Jamestown officials plan to update the city’s smoking ordinance to specifically include prohibitions on cannabis smoking in city parks.

The city’s current smoking ordinance on city-owned property prohibits use of tobacco products on sporting fields, the city Riverwalk, swimming pools, playgrounds, picnic facilities, parking lots and lawn areas. Section 193-16 of the city code also states smoking or using tobacco products only includes burning a lighted cigar, cigarette or pipe, or using other substances with tobacco. It does include electronic cigarettes, vapor devices and chewing tobacco. The current ordinance also includes any city buildings and parking facilities.

Council members could vote on the proposal as early as this month.

“I think pretty much the only difference is you can see where cannabis is added and some other verbiage at the request of corporation counsel to try to eliminate future changes,” said Mayor Kim Ecklund during Monday’s council work session. “(It states) either combustible or electronic in the future. That will leave us open to cover those things going forward. There aren’t many other changes other than that.”

There have been several bills introduced in the state Legislature over the past few years to deal with cannabis use in public places, but none have progressed to a floor vote in either the Assembly or Senate. State Sen. George Borrello, R-Sunset Bay, also lobbied former Gov. Andrew Cuomo to include prohibitions on use of cannabis in public spaces before the state legalized recreational marijuana. He called for recreational marijuana to be controlled much the way alcohol is with its own “open container” law.

Last year Borrello introduced S.7604 to prohibit public marijuana use, although cities and towns would be able to enact ordinances regarding whether and where marijuana could be publicly consumed. Borrello said his bill is a departure from current state law, which authorizes public marijuana use anywhere tobacco smoking is permitted. The measure would also establish a $125 fine for violations of the law.

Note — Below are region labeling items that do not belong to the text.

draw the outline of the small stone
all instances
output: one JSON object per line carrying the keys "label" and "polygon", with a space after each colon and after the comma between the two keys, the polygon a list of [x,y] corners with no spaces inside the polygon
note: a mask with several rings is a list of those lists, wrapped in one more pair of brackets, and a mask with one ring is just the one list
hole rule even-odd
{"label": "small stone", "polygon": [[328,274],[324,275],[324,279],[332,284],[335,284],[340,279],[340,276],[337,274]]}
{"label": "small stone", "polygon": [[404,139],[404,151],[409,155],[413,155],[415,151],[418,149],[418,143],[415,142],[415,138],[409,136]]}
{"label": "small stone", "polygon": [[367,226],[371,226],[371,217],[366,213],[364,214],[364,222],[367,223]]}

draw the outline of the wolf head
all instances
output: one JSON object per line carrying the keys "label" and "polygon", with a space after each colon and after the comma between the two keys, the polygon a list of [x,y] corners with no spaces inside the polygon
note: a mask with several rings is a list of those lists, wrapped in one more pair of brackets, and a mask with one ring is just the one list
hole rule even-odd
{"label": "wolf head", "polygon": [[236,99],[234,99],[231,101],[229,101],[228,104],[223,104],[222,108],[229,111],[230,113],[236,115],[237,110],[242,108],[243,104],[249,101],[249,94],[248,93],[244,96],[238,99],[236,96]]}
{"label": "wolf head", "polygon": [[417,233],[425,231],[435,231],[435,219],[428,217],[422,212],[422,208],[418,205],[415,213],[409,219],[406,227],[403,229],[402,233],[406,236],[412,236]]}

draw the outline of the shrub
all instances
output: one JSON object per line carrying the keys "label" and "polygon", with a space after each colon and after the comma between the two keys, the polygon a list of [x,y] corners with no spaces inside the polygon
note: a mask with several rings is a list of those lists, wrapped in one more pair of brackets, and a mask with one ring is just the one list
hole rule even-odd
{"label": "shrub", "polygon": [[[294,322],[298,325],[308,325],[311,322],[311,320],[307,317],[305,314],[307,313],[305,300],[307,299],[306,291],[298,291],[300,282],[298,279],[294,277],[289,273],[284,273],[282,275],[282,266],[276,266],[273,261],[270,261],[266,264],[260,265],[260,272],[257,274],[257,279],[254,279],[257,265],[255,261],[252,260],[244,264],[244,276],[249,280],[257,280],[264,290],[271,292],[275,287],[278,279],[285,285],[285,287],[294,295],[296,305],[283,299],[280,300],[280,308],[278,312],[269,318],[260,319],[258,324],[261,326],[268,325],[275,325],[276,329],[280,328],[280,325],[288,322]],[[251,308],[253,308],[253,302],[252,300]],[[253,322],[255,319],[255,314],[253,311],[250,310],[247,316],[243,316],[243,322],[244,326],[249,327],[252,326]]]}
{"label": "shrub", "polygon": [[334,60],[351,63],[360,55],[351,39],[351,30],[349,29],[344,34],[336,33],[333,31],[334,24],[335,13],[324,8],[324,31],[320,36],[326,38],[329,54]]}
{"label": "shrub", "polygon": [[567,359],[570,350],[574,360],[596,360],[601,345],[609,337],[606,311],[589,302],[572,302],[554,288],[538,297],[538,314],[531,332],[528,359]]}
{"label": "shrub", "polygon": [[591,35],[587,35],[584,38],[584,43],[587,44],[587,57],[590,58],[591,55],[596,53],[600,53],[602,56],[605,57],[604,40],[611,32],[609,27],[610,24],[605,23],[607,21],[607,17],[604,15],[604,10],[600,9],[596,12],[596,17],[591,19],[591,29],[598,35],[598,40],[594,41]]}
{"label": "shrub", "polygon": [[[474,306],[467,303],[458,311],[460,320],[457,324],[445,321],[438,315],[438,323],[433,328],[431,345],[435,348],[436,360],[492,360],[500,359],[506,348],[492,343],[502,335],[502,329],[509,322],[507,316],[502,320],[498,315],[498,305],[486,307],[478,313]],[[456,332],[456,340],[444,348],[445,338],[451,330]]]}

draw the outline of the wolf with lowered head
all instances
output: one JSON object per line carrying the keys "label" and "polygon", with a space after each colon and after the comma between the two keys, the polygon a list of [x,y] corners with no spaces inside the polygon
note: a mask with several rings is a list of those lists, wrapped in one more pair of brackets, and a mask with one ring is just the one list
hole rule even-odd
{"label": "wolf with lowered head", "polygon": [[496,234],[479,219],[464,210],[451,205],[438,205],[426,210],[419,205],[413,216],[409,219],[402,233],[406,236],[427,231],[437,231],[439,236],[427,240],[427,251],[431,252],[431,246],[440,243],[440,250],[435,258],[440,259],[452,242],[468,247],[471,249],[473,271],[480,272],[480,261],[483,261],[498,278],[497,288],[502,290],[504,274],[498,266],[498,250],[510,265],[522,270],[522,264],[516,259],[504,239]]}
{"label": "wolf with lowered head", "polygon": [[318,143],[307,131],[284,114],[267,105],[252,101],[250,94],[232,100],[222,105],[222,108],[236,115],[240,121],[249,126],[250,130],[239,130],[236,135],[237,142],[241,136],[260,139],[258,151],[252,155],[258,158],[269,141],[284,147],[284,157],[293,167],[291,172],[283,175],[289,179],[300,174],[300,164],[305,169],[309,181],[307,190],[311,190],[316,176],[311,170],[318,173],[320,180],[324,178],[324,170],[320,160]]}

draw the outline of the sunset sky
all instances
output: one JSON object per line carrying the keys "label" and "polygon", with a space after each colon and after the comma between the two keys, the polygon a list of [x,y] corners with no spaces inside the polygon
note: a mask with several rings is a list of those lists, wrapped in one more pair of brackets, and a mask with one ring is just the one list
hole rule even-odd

Current violations of the public consumption provisions of the law are subject to a $25 fine.

“It is important to emphasize that nearly all of the states that have legalized recreational marijuana have limited its usage to private property – one’s home or another private residence or a licensed, designated consumption establishment. That is the more responsible policy,” Borrello said. “However, in recent years, when given a choice between ‘responsible’ or ‘reckless’, New York leaders have typically chosen the latter, as they did with the recreational marijuana law.”